Mercury mining one is constantly exposed to mercury vapor and rock fall.
Any kind of fishing exposes one to extreme weather conditions in which the probability of being rescued can be small to nil.
Farming can be extremely dangerous, I personally know of a farmer getting his arm ripped off, when he fell into a spinning PTO shaft, another fellow had a three quarter ton round bale fall off his front end loader onto him wile he was on his tractor and broke his back, he was on that tractor for ten hours before he was found, I my self suffered three broken ribs when I was trampled.
The main danger of EOD is being blown to pieces if you make a mistake, like removing a 2000lb UXB from a factory.
In mining there is the constant risk of rock fall, coke damp, and poison gas. Now you might be thinking "Neutrino detectors are located in mines how can they be that unsafe?" well that is because they are no longer being worked.
Metal refining exposes a person to lethal chemicals like cyanide and temperatures, and getting hit by a 20lb blob of white hot steel will make a mess out of you.
In industrial cleanup one can be exposed to all kinds of chemicals, and hydrolic cleaner rams can punch a hole through a person like a 90mil at point blank range, and fall risk such a falling in a 200ft tower or down a 500ft utility shaft (safety belts are rarely used).
Diving both shallow and deep exposes one to nitrogen narcosis, decompression sickness, equipment malfunction causing your mixture to being wrong (too much oxygen or helium during deep dives).
High-rise construction presents many hazards such as being crushed, falling, and being impaled on rebar.

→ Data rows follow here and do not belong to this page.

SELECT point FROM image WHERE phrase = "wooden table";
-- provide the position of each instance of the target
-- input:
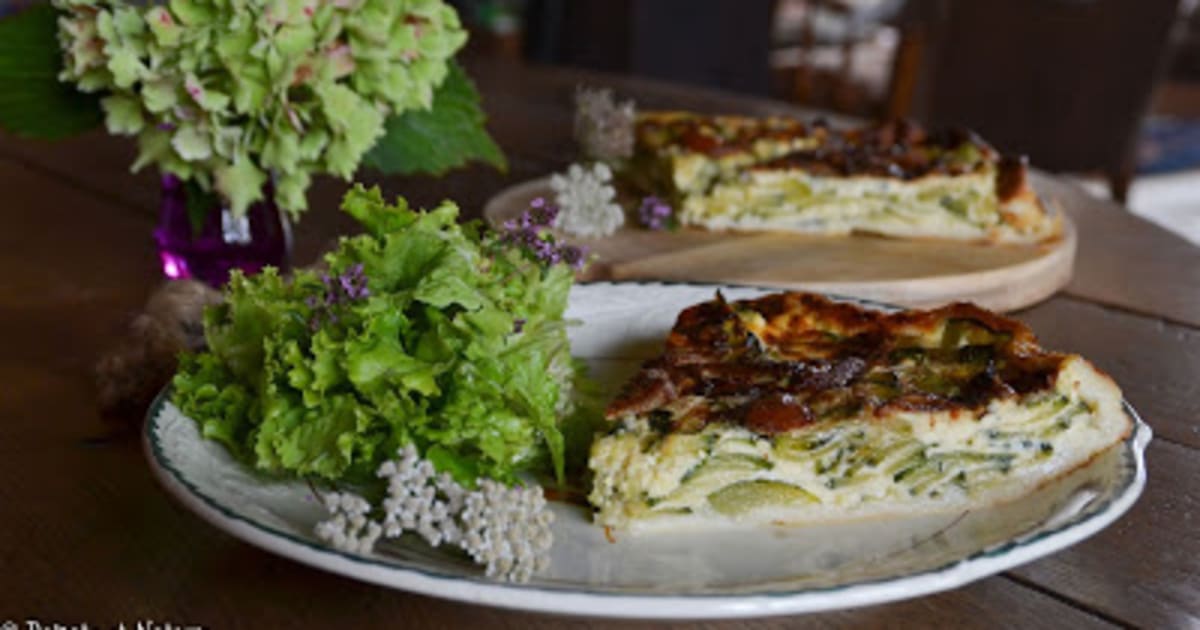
(88, 535)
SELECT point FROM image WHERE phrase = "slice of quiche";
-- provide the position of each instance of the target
(893, 179)
(793, 408)
(681, 154)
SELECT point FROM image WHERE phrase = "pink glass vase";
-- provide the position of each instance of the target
(210, 249)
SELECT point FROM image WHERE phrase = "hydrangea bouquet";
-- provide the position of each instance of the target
(232, 94)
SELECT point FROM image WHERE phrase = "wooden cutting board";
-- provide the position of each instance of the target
(910, 273)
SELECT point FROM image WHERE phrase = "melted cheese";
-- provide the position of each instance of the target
(853, 468)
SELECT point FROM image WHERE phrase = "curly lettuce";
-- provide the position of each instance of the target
(420, 331)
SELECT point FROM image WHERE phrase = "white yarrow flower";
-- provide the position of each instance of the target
(585, 197)
(507, 529)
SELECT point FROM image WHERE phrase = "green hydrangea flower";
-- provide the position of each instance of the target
(229, 91)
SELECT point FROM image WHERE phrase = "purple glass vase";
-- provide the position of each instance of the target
(222, 241)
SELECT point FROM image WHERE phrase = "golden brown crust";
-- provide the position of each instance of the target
(789, 359)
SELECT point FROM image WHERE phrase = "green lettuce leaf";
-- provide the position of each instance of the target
(303, 378)
(433, 141)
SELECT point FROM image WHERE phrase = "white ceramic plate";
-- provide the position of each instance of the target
(699, 575)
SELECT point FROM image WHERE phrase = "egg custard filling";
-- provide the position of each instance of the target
(893, 179)
(792, 408)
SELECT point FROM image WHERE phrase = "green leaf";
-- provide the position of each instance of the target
(201, 204)
(33, 102)
(241, 183)
(438, 139)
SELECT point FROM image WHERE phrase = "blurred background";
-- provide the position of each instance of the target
(1105, 90)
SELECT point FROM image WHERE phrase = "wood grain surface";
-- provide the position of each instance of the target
(89, 537)
(911, 273)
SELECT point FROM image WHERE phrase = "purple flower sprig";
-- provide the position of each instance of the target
(348, 287)
(531, 234)
(655, 214)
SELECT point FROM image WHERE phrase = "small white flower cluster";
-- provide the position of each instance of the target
(504, 528)
(585, 197)
(349, 529)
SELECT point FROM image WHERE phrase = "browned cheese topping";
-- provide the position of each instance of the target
(781, 361)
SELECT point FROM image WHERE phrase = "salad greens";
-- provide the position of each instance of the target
(421, 331)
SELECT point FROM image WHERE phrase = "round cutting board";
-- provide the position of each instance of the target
(911, 273)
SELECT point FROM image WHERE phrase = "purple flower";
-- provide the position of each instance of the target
(531, 234)
(347, 287)
(655, 214)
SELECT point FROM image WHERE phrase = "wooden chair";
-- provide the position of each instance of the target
(1066, 82)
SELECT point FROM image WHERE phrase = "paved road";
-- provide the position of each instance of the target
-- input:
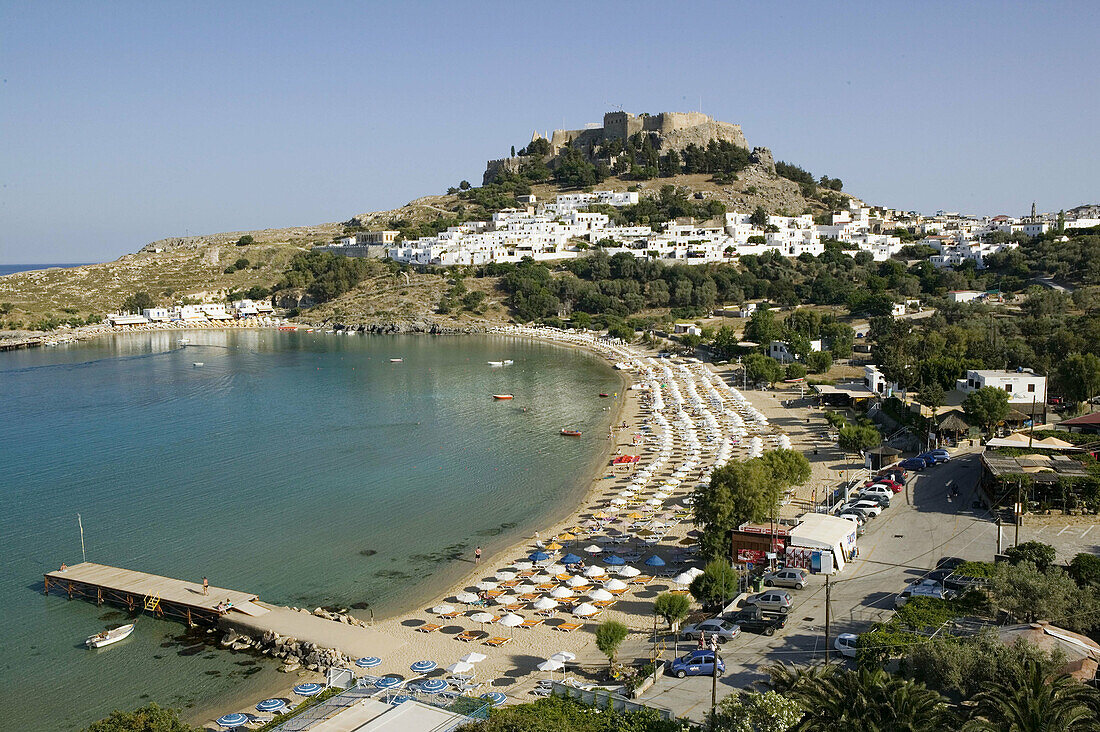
(901, 544)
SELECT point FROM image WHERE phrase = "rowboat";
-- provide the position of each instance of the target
(107, 637)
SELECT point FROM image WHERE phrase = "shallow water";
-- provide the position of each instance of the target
(304, 467)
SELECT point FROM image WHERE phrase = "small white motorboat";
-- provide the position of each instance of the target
(107, 637)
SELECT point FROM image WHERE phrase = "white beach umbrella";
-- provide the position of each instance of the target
(584, 610)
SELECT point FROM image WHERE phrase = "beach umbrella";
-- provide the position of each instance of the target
(432, 686)
(495, 698)
(308, 689)
(460, 667)
(473, 657)
(235, 719)
(585, 609)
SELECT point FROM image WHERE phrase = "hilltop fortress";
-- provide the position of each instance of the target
(666, 131)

And as I stated before I was a farmer for nearly 30 years (had to pay college expenses somehow) and getting your hands and arms occasionally slashed by barbed wire, getting tagged by a horse or cow, slipping and falling face first into a tractor drawbar, being nailed by a 2000lb bull, and having implements drop on ones person; and doing the job in rain, storm, snow, ice, flood, high wind, and blazing summer heat; wile are not common occurrences are rather likely to happen unless one is extremely vigilant and some times it is going to happen like wile running fence and your horse spooks and explodes under you and you are just lucky enough not to fall into the fence, split your skull, break your back, neck, other parts of your anatomy, or worse having 1200 pounds of frightened equine coming down on top of you are things that can just happen without the slightest indication.

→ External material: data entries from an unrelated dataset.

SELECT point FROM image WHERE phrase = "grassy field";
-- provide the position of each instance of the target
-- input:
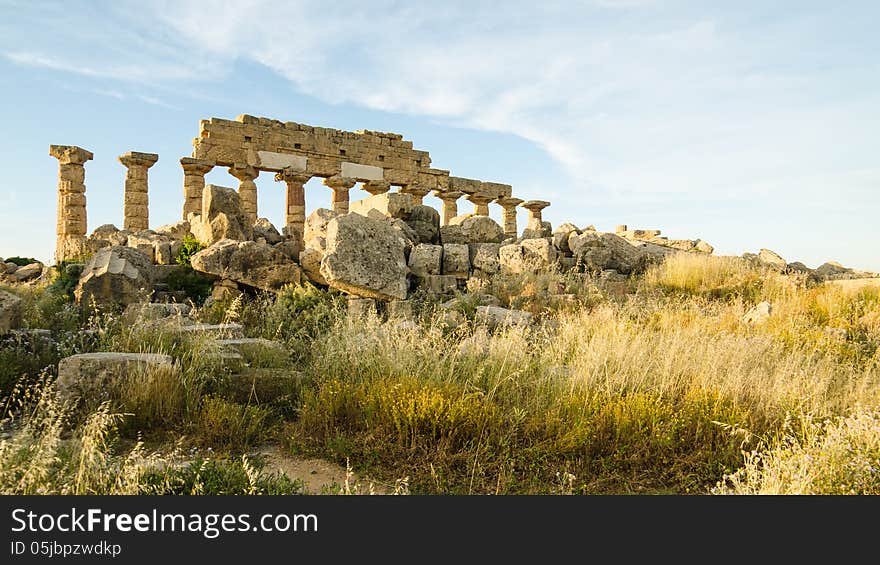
(656, 385)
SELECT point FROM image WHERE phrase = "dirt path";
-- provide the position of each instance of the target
(319, 476)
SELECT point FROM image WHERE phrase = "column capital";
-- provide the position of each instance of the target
(70, 154)
(339, 181)
(415, 190)
(290, 175)
(377, 187)
(534, 206)
(137, 159)
(193, 166)
(479, 198)
(509, 202)
(244, 172)
(450, 195)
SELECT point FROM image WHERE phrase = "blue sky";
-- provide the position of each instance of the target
(748, 124)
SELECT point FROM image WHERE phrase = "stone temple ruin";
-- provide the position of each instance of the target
(378, 247)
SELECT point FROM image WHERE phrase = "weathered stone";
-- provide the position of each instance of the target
(597, 252)
(481, 229)
(452, 233)
(485, 258)
(177, 230)
(758, 314)
(425, 222)
(561, 235)
(426, 259)
(365, 257)
(264, 229)
(361, 307)
(89, 376)
(387, 205)
(440, 284)
(10, 312)
(156, 311)
(772, 259)
(28, 272)
(310, 261)
(495, 317)
(222, 216)
(120, 275)
(257, 265)
(538, 254)
(456, 260)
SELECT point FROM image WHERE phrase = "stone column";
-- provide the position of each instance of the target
(481, 203)
(295, 214)
(194, 171)
(247, 189)
(509, 205)
(136, 206)
(450, 206)
(417, 192)
(71, 225)
(340, 186)
(376, 187)
(534, 207)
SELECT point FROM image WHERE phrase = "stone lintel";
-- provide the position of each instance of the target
(70, 154)
(467, 186)
(138, 159)
(339, 181)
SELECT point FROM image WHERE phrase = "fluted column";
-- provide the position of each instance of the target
(417, 192)
(481, 203)
(247, 189)
(534, 207)
(295, 214)
(340, 186)
(450, 204)
(136, 203)
(194, 171)
(71, 225)
(509, 205)
(376, 187)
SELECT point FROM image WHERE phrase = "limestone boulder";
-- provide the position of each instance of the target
(561, 235)
(257, 265)
(222, 217)
(481, 229)
(497, 317)
(425, 222)
(598, 252)
(456, 260)
(365, 257)
(89, 376)
(264, 230)
(10, 312)
(119, 275)
(177, 230)
(27, 273)
(485, 258)
(426, 259)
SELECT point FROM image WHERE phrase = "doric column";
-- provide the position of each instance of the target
(450, 206)
(247, 189)
(534, 207)
(509, 205)
(194, 171)
(136, 205)
(295, 214)
(340, 186)
(376, 187)
(416, 191)
(481, 203)
(71, 225)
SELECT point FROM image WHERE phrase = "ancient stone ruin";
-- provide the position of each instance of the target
(379, 244)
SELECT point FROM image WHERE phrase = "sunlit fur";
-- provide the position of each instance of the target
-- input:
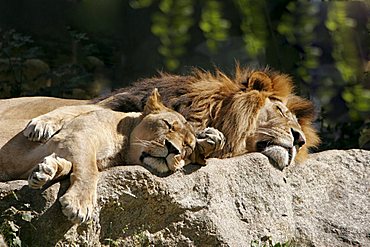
(231, 104)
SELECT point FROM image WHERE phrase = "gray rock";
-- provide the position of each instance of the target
(242, 201)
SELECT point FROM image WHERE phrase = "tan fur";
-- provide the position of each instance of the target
(232, 104)
(95, 138)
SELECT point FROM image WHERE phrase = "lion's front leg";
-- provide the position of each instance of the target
(209, 141)
(50, 168)
(80, 199)
(43, 127)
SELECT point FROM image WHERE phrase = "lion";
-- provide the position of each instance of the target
(256, 110)
(98, 138)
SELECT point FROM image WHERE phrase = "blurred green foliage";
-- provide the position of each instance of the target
(81, 49)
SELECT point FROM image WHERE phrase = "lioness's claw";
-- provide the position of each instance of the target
(210, 140)
(40, 130)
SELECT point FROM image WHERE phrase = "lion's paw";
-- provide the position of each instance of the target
(78, 207)
(40, 129)
(44, 172)
(210, 140)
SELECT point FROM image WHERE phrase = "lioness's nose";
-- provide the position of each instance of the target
(298, 137)
(171, 148)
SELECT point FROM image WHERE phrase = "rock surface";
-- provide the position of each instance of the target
(233, 202)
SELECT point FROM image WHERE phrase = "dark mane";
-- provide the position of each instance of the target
(228, 103)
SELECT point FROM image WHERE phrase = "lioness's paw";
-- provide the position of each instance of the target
(44, 172)
(78, 207)
(40, 129)
(210, 140)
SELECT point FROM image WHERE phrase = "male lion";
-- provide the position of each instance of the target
(256, 111)
(93, 140)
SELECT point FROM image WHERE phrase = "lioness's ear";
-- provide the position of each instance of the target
(154, 103)
(258, 81)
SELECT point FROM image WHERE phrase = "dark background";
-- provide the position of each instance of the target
(82, 49)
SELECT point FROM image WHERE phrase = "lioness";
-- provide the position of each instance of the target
(99, 138)
(257, 111)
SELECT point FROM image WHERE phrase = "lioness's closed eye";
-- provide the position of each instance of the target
(97, 138)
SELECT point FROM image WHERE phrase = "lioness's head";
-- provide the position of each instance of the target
(257, 111)
(163, 140)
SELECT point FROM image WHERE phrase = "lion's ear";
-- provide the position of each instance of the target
(258, 81)
(154, 103)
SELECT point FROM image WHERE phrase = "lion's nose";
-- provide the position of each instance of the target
(171, 148)
(298, 137)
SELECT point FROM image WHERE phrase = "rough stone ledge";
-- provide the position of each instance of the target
(231, 202)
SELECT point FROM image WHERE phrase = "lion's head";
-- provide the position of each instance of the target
(257, 111)
(163, 140)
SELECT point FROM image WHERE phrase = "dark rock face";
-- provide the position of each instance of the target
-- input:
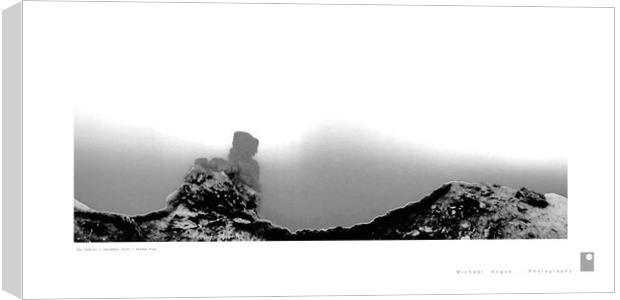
(219, 199)
(210, 206)
(241, 156)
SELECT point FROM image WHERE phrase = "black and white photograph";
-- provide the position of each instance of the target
(196, 149)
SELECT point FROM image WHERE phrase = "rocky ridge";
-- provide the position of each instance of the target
(215, 203)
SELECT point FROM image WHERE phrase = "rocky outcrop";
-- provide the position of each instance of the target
(211, 206)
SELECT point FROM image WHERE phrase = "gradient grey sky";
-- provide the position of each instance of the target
(335, 175)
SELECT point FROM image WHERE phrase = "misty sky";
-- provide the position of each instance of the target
(335, 175)
(354, 117)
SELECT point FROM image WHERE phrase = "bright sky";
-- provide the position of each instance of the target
(474, 89)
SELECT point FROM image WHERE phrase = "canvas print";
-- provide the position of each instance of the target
(341, 185)
(418, 127)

Now there are other positions, jobs, and other dangerous jobs that are equally dangerous, such as being a firefighter, or an infantryman during time of war, to name a few but as I said before I believe that the measure of danger in this case is directly proportional to probability of mortality over time. If your a postman or post woman you are not very likely to die of a paper cut, unless it has anthrax on it.